IaC allows the info mesh to scale horizontally when onboarding new domains, supporting the upkeep of constant safety, governance, and operational requirements throughout the whole atmosphere. Covestro provisions new domains shortly utilizing confirmed templates, accelerating time-to-value for enterprise groups.

Enterprise influence and technical outcomes

The implementation of the info mesh structure utilizing Amazon DataZone and SDLF has delivered important measurable advantages throughout Covestro’s group:

Accelerated information pipeline improvement

70% discount in time-to-market for brand new information merchandise via standardized blueprints
Profitable migration of greater than 1,000 information pipelines to the brand new structure
Automated pipeline creation with out handbook coding necessities
Standardized strategy and sharing throughout domains

Enhanced information governance and high quality

Complete enterprise glossary implementation that helps constant terminology
Automated information high quality checks built-in into pipelines
Finish-to-end information lineage visibility throughout domains
Standardized metadata administration via Apache Iceberg integration

Improved information discovery and entry

Self-service information discovery portal via Amazon DataZone
Streamlined cross-domain information sharing with applicable safety controls
Decreased information duplication via improved visibility of present property
Environment friendly administration of cross-domain pipeline dependencies

Operational effectivity

Decreased central information workforce bottlenecks via domain-oriented possession
Decreased operational overhead via automated deployment processes
Improved useful resource utilization via elimination of redundant information processing
Enhanced monitoring and troubleshooting capabilities

The brand new infrastructure has basically reworked how Covestro’s groups work together with information, enabling enterprise domains to function autonomously whereas upholding enterprise-wide requirements for high quality and governance. This has created a extra agile, environment friendly, and collaborative information ecosystem that helps each present wants and future progress.

What’s subsequent

As Covestro’s information platform continues to evolve, the main target is now to help area groups to successfully constructed information merchandise for cross area analytics. In parallel, Covestro is actively working to enhance information transparency with information lineage in Amazon DataZone via OpenLineage to help extra complete information traceability throughout a various set of processing instruments and codecs.

Conclusion

On this submit, we confirmed you ways Covestro reworked its information structure transitioning from a centralized information lake to an information mesh structure, and the way this basis will show invaluable in supporting their journey towards turning into a extra data-driven group. Their expertise demonstrates how trendy information architectures, when correctly applied with the proper instruments and frameworks, can rework enterprise operations and unlock new alternatives for innovation.

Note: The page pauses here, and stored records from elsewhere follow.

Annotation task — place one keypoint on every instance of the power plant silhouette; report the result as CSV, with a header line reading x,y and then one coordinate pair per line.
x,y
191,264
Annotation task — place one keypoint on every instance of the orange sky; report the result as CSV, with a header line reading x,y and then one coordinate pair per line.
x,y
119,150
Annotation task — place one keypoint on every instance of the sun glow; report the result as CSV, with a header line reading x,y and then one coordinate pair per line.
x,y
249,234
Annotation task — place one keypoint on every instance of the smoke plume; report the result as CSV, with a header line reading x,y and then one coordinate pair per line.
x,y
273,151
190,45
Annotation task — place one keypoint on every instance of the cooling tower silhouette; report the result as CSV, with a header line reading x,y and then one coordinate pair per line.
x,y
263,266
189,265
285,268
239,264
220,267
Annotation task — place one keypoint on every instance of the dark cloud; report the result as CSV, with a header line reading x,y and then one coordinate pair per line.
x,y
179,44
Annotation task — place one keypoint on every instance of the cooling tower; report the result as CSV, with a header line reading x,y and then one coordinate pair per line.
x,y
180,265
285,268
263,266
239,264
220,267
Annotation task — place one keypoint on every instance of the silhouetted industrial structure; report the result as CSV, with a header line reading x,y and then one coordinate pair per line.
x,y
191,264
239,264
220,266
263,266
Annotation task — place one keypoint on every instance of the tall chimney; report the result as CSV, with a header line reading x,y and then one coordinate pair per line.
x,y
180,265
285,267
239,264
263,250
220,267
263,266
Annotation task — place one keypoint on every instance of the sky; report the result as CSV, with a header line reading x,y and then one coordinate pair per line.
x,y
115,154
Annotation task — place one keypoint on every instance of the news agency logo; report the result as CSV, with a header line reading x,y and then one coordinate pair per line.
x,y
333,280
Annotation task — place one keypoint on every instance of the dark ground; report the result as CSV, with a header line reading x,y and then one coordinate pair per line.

This implementation serves as a blueprint for different enterprises trying to modernize their information infrastructure whereas sustaining safety, governance, and scalability. It exhibits that with cautious planning and the proper expertise decisions, organizations can efficiently transition from centralized to distributed information architectures with out compromising on management or high quality.

For extra on Amazon DataZone, see the Getting Began information. To be taught concerning the SDLF, see Deploy and handle a serverless information lake on the AWS Cloud through the use of infrastructure as code.